Introduction to my life

I used to take an herbal supplement called 5-HTP, which is meant to promote the production of serotonin in the brain, thus providing treatment for depression. I took it off and on, only when I needed it. When I did need it, I would try to take it for a couple weeks at least, and then I would keep taking it until I started forgetting to take it. (If you don't remember to take it, maybe you don't need it. If you do need it, you'll know when.) I started this after I had a breakdown 2 years ago. I tried taking Effexor, which I got samples of from my doctor at the time. It helped. I felt numb. I went to work every day, and watched TV, and didn't mind it. I stopped taking it because it would have cost me $150 a month to stay on it.

I quit taking the 5-HTP a few months ago, just because I didn't feel like I needed it. I was doing fine, albeit on a fine line. Then I got a cold. Once I realized that I could never make up my sick time (even when I'm OK I have problems going to work for my dad. He pays me well, I can't stand the work, I manage to just scrape by) all of my other problems surfaced. I'm making no money on music. I can't get a gig. I can't find a decent job. And I don't have a social life because I'm too broke to do anything, and besides, I should be at home recording anyways. I couldn't turn these thoughts off while I was at work. I never have been able to. Eventually my brain gets tired and just accepts it and I go on with my life. But then it happens again.

Taking a chemical won't change who you are. It won't change your brain. It definitely won't make your life situation any better. It can only promote change. So I'm trying to see what I can change and how I can help myself. I'm just afraid that the answer is to "find a job."

Any job that fits my qualifications does not fit my skills or personality, and vice versa. That's the trap I'm stuck in. I've gone after jobs that "fit me," and I don't get hired, usually because someone more personable is just as available. I was able to slip in to jobs only to get treated passive-aggressively, and sometimes even used as a scapegoat. If I've ever had a job that did not fit this profile, it was low pay and small hours.

EVERY employer wants a "motivated, team-oriented, self-starter," which I can be if I were running a gallery or something. I can't be that while answering bitter emails from dissatisfied Target customers. And I can't pretend I'm going to. What the fuck is the point of that?

I've always known this about myself and that's why I fight against the odds and work my ass off in my spare time, making music, making art, promoting the arts, volunteering, running a zine fair, etc. hoping that it will pay off down the line. The fact is that it WILL NOT pay off--without money. Money to get 100 copies of your CD out to bloggers.
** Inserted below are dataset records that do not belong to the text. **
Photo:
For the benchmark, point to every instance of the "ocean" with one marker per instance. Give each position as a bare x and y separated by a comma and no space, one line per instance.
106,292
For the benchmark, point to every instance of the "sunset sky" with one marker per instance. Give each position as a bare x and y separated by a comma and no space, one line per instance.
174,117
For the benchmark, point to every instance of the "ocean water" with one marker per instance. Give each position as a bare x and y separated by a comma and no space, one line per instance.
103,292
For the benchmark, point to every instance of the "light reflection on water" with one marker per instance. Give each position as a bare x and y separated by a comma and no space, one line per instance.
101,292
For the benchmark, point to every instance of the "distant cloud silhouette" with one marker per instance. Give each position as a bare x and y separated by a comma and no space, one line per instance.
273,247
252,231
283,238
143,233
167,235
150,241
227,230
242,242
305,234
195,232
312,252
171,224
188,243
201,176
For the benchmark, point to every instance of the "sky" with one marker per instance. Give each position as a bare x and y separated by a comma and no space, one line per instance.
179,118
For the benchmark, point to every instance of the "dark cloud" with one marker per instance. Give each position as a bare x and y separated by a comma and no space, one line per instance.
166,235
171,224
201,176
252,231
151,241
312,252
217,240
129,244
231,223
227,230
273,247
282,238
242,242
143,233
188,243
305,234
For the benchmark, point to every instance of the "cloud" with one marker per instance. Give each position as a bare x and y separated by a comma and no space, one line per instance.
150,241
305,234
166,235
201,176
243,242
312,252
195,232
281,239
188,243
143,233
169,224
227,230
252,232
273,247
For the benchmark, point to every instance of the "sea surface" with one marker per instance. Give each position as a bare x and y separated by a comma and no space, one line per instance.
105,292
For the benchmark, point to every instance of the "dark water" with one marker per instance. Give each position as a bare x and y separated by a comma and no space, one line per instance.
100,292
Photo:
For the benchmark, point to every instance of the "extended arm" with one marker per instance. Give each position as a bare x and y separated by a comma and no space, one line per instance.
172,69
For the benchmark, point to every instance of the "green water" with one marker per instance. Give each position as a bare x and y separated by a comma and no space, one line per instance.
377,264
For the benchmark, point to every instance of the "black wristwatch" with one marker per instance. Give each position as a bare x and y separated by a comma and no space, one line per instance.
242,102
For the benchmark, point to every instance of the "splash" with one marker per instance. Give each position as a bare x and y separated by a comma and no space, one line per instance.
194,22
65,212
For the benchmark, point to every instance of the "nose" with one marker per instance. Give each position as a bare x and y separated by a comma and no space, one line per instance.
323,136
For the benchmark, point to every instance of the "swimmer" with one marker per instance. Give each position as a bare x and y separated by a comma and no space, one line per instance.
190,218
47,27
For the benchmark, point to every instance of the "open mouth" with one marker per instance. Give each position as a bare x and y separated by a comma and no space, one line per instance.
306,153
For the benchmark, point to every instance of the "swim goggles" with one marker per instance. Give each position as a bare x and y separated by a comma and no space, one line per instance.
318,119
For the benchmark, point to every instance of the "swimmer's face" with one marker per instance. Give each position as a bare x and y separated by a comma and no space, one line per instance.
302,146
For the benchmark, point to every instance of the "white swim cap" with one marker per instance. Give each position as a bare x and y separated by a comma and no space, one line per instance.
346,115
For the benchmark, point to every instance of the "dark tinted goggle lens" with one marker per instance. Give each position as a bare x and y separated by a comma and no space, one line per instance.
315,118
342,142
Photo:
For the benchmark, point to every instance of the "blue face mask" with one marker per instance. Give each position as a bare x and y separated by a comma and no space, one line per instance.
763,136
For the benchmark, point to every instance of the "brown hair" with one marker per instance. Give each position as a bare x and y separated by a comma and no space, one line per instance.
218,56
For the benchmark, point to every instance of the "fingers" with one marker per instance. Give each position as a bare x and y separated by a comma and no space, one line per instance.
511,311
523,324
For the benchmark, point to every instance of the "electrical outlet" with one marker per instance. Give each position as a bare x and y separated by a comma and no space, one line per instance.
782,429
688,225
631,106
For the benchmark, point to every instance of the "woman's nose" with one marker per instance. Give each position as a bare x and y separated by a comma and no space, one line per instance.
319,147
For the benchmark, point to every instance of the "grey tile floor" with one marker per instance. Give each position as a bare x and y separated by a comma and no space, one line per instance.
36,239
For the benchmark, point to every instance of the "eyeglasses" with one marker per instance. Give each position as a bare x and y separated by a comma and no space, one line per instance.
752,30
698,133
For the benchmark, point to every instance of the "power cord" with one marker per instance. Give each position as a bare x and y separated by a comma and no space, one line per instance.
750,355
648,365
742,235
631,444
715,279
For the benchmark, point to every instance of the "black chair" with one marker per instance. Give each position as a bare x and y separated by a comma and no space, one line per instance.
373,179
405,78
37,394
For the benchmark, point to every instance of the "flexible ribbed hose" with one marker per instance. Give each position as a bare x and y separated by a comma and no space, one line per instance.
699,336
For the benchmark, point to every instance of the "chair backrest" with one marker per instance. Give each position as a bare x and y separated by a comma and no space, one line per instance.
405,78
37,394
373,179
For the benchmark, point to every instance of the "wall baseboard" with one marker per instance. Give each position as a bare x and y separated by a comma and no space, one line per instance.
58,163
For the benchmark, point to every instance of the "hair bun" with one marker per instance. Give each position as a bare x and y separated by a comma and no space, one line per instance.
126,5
Money to spend weeknights at bars networking with the indie rock scene. Money to allow you to spend the afternoon recording without being in a hurry because you're losing a day's work. Money to keep yourself healthy while you're running on overdrive. Money runs everything, and without that backing, no one gives a shit that you have pictures hanging in a coffee shop. Or that you have a CD on consignment at a record store. Or that you have new songs ready to perform on a stage. I've tried really hard, hoping that my trying will lead to me not needing a job as bad. But in order to make anything off of my efforts, I need money. To get money, I need a job that pays me decent wage for full time work and doesn't penalize me for being human (cram thousands of people into a building for 40 hours every week and they're going to get sick, especially when they can't afford to not go to work.)

Based on former experience, the best case scenario is that I will settle for something that will pay me to simply maintain my human existence. If I save anything, it'll cover the hole that I create when I get pissed off and quit. My only life, it seems, is a flat line. It also seems my creativity has been dwindling since I stopped getting student loans and switched to paying them. I made a huge mistake. I invested in myself. I thought being educated would get me somewhere. I didn't realize that you're more prepared for the workforce as a high school graduate than as a college graduate. (Note: I know that college grads are most likely to get the job. What they don't tell you is that it's college grads who get in and get out without challenging themselves who get the job. Prove you can do it and put it on your resume but don't let it make you think you know anything. But remain pliable. You're part of a machine.)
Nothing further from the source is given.